The $500,000 sum "is a small fraction of the value used in even the narrowest economic estimates of the value of a lost life, what a person might have earned had he/she been able to fulfill his/her normal life expectancy," the authors say. Juries frequently award much higher amounts in wrongful civilian death lawsuits, including one recent award for $269 million.
Using the economists' "value of statistical life" measure, of $7.2 million for an employee killed in a workplace or environmental accident, the "hidden cost" to the public given 4,300 U.S. deaths in Iraq and Afghanistan exceeds $30 billion, the authors write.
And the $7.2 million yardstick is short, too, because in many cases "those killed in Iraq were young men and women in peak physical condition, at the beginning of their working lives. The true economic loss from their deaths could be much higher," Stiglitz and Bilmes say.
Similarly, veterans' families are being short-changed in payouts for traumatic brain injuries(TBI)—-injuries that often prevent a veteran from holding down a job and require frequent trips to the doctor.
"Even when TBI is diagnosed correctly, the maximum compensation the government provides is less than $60,000 per year in combined veterans' and Social Security disability benefits," Stiglitz and Bilmes write. "This is a fraction of the amount brain injury experts estimate for the typical lifetime costs for a person surviving a severe TBI, which exceeds $4 million."
Stiglitz and Bilmes note that a recent analysis by the Veterans Disability Benefits Commission (VDBC) showed that "the dollar amounts paid to younger veterans and to those with severe mental disabilities do not come anywhere close to matching what they could have earned."
VDBC found actual VA benefits covered only 69 percent of the income that a 35-year-old vet with a mental health disability could have expected to earn had the vet not become impaired.
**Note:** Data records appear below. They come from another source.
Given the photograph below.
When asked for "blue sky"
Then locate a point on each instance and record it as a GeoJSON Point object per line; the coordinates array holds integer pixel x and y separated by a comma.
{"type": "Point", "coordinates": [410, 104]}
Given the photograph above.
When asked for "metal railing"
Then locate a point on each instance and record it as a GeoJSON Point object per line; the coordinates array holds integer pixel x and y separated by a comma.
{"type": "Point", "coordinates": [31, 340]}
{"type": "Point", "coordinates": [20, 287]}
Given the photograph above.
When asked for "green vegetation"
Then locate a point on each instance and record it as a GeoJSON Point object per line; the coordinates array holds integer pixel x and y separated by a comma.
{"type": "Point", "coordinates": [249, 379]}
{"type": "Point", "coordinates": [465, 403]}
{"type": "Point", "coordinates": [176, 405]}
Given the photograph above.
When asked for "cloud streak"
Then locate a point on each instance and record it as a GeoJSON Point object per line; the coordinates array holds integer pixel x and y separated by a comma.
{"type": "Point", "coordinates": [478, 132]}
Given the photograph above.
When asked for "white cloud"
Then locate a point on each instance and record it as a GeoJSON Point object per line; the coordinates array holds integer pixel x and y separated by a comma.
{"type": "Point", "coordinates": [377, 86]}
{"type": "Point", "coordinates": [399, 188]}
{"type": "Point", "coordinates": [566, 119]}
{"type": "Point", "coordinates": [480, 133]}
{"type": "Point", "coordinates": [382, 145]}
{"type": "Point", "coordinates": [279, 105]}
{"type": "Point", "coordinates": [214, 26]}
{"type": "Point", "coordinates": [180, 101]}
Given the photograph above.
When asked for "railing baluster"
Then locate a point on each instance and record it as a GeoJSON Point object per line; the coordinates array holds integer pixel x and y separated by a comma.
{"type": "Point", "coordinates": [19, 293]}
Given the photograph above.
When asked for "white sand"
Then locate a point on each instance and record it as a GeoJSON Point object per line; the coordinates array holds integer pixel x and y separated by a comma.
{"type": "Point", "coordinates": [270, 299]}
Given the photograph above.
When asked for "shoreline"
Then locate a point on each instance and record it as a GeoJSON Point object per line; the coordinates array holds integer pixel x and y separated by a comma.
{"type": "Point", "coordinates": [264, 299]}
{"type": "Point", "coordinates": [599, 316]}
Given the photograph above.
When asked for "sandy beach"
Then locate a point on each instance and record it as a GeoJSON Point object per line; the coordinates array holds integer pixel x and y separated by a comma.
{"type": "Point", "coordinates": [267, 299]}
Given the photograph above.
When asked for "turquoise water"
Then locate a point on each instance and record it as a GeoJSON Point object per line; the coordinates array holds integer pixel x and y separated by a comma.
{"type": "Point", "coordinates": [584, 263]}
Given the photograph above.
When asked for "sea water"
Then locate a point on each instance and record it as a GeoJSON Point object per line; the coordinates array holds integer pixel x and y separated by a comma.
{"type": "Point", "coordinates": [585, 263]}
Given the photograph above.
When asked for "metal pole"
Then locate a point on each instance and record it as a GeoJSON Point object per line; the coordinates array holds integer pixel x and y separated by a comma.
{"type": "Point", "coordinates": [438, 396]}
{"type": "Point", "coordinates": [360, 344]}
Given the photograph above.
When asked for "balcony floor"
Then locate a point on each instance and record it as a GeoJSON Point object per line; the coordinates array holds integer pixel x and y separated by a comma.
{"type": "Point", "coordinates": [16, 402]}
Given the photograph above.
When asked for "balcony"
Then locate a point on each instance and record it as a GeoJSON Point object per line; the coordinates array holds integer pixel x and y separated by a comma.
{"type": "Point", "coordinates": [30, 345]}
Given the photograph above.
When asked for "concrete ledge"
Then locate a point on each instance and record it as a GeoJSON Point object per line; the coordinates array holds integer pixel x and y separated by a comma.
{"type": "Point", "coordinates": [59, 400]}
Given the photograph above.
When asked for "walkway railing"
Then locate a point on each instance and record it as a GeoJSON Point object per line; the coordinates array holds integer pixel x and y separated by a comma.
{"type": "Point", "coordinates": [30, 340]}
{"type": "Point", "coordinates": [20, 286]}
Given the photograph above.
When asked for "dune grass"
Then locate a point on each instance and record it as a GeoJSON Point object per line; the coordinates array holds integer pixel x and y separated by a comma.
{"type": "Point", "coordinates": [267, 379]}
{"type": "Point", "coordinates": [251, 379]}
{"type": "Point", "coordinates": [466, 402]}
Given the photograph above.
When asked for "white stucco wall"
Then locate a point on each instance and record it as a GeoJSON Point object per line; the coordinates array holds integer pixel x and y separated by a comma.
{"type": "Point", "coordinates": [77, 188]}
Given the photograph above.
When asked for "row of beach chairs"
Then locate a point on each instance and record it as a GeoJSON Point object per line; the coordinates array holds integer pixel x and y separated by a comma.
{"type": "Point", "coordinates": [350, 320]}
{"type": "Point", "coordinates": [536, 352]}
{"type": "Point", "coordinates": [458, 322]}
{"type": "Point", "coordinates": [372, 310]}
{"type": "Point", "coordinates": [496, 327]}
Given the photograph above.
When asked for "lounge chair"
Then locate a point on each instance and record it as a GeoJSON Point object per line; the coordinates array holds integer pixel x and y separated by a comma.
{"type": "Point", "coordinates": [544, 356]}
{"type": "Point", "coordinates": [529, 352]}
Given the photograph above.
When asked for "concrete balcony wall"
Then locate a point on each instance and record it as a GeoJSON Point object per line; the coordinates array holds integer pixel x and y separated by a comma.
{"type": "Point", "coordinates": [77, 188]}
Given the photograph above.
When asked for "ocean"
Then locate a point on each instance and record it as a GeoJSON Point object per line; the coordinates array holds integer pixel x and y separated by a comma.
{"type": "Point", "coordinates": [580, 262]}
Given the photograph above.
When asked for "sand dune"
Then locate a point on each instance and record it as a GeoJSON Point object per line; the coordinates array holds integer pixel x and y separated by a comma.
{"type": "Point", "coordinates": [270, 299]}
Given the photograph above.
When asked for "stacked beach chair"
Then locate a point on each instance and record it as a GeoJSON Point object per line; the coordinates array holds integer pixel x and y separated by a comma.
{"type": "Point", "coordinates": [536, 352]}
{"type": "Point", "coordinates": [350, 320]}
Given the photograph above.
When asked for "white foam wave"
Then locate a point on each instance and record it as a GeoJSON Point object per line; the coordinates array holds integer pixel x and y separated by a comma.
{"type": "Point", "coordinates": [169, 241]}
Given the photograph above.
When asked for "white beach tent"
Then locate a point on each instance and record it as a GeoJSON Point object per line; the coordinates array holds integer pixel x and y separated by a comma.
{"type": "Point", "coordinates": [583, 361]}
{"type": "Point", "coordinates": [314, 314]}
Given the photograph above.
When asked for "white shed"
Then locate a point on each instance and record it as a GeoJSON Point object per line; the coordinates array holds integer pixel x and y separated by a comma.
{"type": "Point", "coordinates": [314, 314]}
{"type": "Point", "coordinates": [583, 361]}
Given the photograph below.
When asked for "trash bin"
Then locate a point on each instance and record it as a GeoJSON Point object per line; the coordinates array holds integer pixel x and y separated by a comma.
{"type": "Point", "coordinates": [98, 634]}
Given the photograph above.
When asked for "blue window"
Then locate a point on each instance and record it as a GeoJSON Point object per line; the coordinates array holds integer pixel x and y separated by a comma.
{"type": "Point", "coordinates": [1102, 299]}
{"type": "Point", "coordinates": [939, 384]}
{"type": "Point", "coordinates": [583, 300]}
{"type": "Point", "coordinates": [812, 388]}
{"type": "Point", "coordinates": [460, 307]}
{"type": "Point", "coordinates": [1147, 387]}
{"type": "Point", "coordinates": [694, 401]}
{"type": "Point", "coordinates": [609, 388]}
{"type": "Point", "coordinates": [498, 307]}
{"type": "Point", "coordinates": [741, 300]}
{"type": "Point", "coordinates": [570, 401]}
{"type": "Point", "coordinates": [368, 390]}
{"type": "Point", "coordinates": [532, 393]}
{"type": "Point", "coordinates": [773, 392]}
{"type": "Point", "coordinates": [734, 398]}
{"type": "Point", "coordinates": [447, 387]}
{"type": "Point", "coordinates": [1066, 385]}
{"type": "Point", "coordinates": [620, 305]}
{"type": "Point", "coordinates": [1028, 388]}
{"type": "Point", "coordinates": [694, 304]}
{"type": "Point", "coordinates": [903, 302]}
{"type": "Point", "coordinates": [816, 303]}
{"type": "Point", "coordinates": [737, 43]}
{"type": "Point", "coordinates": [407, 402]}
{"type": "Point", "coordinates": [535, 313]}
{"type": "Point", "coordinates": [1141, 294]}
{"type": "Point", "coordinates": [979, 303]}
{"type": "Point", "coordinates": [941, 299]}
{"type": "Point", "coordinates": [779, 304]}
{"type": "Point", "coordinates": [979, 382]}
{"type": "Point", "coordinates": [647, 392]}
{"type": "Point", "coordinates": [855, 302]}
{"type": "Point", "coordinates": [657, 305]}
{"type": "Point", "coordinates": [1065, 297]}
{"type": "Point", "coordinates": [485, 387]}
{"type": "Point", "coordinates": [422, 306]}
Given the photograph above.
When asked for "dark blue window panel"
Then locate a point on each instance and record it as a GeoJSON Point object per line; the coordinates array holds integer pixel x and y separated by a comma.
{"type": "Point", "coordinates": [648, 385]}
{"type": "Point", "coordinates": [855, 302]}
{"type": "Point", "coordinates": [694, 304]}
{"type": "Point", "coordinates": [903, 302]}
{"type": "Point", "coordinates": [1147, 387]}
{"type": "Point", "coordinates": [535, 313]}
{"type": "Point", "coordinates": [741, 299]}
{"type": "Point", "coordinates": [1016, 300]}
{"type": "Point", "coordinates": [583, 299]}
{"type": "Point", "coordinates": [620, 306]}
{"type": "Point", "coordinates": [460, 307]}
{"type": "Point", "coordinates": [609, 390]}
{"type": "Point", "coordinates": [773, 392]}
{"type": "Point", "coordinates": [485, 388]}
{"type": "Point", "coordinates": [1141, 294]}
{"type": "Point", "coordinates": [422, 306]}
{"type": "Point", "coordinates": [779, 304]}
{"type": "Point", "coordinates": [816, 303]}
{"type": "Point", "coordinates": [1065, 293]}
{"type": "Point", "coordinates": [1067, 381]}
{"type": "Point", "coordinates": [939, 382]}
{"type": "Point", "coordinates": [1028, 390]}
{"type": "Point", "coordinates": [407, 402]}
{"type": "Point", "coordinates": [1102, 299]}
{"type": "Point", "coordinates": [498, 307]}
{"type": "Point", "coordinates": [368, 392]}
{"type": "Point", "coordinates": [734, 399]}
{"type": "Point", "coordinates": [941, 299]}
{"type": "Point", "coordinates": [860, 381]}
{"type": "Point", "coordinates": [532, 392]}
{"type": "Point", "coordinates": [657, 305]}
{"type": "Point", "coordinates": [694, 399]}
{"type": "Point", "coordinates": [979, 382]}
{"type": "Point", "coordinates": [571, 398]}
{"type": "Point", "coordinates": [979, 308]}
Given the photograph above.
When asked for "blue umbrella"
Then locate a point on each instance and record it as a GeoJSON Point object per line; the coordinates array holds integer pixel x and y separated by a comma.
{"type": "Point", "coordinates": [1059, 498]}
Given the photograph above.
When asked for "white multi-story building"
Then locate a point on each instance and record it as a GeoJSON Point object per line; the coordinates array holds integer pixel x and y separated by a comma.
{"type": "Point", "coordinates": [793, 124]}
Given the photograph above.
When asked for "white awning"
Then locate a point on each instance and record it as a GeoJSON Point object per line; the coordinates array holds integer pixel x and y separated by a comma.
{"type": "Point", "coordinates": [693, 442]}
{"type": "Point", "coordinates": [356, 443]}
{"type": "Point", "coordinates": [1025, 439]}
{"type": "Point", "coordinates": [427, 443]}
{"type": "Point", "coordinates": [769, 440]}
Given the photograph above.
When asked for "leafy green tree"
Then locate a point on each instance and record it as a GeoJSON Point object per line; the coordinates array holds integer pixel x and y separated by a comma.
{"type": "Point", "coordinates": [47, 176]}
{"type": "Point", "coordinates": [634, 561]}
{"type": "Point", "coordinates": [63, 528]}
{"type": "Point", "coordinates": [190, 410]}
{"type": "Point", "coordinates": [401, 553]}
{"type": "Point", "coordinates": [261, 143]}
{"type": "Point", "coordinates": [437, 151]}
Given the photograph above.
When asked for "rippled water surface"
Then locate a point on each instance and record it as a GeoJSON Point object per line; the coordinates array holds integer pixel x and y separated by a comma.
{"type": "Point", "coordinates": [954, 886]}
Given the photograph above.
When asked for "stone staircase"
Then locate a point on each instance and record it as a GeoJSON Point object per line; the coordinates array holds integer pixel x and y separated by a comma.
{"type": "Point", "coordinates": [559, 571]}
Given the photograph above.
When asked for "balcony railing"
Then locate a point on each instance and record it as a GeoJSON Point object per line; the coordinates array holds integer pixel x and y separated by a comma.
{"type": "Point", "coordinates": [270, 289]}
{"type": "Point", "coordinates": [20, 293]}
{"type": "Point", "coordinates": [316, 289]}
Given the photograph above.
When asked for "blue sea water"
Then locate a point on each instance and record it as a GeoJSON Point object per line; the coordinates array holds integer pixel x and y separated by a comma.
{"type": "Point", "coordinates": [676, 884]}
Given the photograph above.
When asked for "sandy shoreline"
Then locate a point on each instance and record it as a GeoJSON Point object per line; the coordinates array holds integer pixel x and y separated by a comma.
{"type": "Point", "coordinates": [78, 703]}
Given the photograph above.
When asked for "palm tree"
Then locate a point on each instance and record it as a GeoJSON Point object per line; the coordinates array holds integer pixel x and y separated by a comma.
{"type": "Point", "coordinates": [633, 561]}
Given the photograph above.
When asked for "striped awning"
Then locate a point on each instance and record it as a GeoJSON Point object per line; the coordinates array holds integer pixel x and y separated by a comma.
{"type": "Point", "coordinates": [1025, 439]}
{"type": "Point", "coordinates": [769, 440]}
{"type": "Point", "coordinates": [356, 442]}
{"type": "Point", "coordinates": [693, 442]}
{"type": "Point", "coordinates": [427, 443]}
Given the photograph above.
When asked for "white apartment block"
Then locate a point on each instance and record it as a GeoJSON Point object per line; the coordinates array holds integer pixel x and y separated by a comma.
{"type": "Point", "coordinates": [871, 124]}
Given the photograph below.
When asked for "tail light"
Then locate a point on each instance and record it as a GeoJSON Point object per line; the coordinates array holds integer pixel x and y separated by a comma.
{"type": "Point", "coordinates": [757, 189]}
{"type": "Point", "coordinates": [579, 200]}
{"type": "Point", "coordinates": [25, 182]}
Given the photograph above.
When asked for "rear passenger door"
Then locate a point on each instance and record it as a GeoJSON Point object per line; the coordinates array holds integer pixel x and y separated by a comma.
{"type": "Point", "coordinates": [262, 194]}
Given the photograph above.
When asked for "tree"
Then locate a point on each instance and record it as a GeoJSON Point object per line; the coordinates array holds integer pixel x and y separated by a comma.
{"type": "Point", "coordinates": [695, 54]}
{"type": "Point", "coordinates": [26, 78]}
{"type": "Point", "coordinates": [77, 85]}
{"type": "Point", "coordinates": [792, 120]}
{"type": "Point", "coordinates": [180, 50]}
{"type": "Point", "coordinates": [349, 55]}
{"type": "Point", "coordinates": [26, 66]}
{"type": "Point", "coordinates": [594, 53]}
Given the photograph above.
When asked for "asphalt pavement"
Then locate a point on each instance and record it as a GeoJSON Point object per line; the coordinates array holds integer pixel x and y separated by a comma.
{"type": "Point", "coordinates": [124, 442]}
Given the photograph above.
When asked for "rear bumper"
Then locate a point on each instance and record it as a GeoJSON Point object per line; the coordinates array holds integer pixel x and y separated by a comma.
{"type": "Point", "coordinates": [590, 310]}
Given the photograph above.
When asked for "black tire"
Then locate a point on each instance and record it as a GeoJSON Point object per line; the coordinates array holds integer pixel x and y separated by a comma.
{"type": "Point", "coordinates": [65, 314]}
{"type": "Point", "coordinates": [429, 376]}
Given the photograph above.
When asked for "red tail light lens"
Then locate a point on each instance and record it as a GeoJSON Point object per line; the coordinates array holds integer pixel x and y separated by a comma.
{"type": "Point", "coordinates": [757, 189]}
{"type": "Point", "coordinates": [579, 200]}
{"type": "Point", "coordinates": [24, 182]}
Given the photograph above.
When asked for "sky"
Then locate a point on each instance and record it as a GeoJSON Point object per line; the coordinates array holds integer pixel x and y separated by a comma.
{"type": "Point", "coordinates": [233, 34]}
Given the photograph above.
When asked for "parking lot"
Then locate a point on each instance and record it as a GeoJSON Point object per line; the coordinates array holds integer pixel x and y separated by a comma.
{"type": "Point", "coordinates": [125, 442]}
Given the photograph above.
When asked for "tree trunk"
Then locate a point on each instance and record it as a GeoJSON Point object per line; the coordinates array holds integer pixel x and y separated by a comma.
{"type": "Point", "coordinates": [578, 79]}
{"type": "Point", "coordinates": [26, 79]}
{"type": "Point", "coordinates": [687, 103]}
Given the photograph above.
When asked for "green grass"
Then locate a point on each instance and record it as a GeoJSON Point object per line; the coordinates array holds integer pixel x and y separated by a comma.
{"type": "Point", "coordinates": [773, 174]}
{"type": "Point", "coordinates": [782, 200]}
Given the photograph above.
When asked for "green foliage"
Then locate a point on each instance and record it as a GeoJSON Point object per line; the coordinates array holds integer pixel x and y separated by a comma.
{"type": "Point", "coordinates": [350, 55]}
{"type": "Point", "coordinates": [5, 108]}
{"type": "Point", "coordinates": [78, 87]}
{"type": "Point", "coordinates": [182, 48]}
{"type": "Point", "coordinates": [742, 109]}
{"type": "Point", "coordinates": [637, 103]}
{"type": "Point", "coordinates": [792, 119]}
As for vets suffering 100 percent mental disability, the gap between what they might have earned and what Uncle Sam pays them over their lifetimes is about $3.6 million.
While the budgetary costs of the war —- what the Treasury and taxpayers shell out —- may be as high as $2.7 trillion, before interest, the authors write this figure ignores the "social" costs of Iraq, costs that aren't captured in the Federal budget but "nevertheless represent a real burden on society." Stiglitz and Bilmes estimate these costs will add at least $300 to $400 billion more to the nation's bill.
Not tallied in the official count, either, are costs borne by vets' families for their caretaker roles. Some family members must change or quit their jobs to attend the wounded. A 100-percent disabled veteran will get about $45,000 from the VA and perhaps $12,000 more in Social Security disability pay, plus some health care or other benefits.
"But all of this adds up to a fraction of what it costs to look after a young man (or woman) who needs help getting dressed, eating, washing, and performing other daily activities, as well as constant medical attention, 24 hours every day, seven days per week," the authors say.
To date, Stiglitz and Bilmes write, there have been more than 65,000 "non-mortal casualties" among U.S. troops deployed in Iraq and Afghanistan, of whom 14,000 are so seriously injured they are unable to continue military service.
More than a quarter of a million veterans returned from the front have been treated in a VA facility and 80 percent of them have applied for disability benefits, "which means that over 200,000 men and women who fought in Iraq or Afghanistan have been left with a physical or mental impairment," the authors say. "Before the war is over—-and in its aftermath—-the numbers are likely to more than double."
Sherwood Ross is a Miami-based public relations consultant who formerly worked for the Chicago Daily News.